Having outgrown their prewar classic six on Manhattan’s Upper East Side, they dreamed of a spacious downtown loft with an interior that was at once grand, cutting-edge and all their own. Uprooting their children from their uptown schools was unthinkable, however. So, what to do?
The first order of business was finding an apartment commodious enough for their tribe, one in which they could also comfortably entertain large groups. They had the good fortune to secure a duplex on the second and third floors of a majestic 1910 apartment house on Central Park West.
Its wonderful high ceilings, windows on every side, and lovely views of the park meant that it was full of potential, but it also came with challenges. Namely, the awkward communication between the floors.
The apartment comprises what were originally two separate stacked units, combined in an earlier renovation by means of an interior staircase on the duplex’s north side that blocked several windows.
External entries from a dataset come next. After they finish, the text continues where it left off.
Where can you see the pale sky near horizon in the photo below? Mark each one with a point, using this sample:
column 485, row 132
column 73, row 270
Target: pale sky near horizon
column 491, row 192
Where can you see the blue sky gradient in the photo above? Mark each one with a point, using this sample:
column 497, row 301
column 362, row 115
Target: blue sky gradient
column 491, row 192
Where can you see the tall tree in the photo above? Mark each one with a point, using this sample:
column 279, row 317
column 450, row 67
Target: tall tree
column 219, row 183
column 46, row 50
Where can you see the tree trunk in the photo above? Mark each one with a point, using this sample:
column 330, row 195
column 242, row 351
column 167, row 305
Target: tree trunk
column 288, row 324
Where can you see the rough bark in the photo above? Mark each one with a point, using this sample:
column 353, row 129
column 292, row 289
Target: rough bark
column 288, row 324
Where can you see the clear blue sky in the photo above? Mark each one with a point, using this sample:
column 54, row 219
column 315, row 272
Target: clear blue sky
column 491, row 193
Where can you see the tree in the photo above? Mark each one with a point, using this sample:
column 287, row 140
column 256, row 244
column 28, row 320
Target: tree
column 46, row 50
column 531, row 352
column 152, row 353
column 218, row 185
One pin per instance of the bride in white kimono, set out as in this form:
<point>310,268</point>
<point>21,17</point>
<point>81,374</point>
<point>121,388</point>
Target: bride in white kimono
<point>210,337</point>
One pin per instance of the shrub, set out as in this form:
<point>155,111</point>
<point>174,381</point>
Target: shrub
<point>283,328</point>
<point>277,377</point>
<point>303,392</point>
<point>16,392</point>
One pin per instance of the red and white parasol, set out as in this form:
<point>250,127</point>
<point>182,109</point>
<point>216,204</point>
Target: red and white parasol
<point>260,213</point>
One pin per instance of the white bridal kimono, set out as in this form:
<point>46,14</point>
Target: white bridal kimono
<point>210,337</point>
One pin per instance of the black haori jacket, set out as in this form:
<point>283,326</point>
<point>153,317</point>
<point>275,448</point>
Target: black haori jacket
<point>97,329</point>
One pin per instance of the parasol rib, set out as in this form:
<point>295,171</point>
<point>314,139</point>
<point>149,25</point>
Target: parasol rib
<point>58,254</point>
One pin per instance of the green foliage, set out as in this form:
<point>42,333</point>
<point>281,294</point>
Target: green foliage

The couple knew they needed a clever designer to devise a salubrious solution, while also transforming the apartment’s traditional floor plan into a more modern layout with flowing public spaces.
Which is why they turned to Schneider, a veteran interior architect/designer who had recently launched the interior design division at Leroy Street Studio, a New York architecture firm whose work the couple much admired.
Born and raised in Paris, Schneider was brimming with ideas about how to use adventurous mixes of materials and forms to create highly luxurious, design-forward environments with true continental flair.
As an architect, she saw at once that the duplex could be transformed into a kind of secret maisonette within the building. Ripping out the existing stairway and inserting a new one through the center of the stacked units would do the trick.
This strategy would create a grand two-story foyer onto which the passenger elevator would open on the second floor. It would also provide the duplex with more natural light and improved circulation.
Today, the apartment — on which Schneider collaborated with New York architecture firm PSF Projects — offers an imaginative new language of luxury, engaging the spare and the sumptuous, the muted and the vivid in continual conversation.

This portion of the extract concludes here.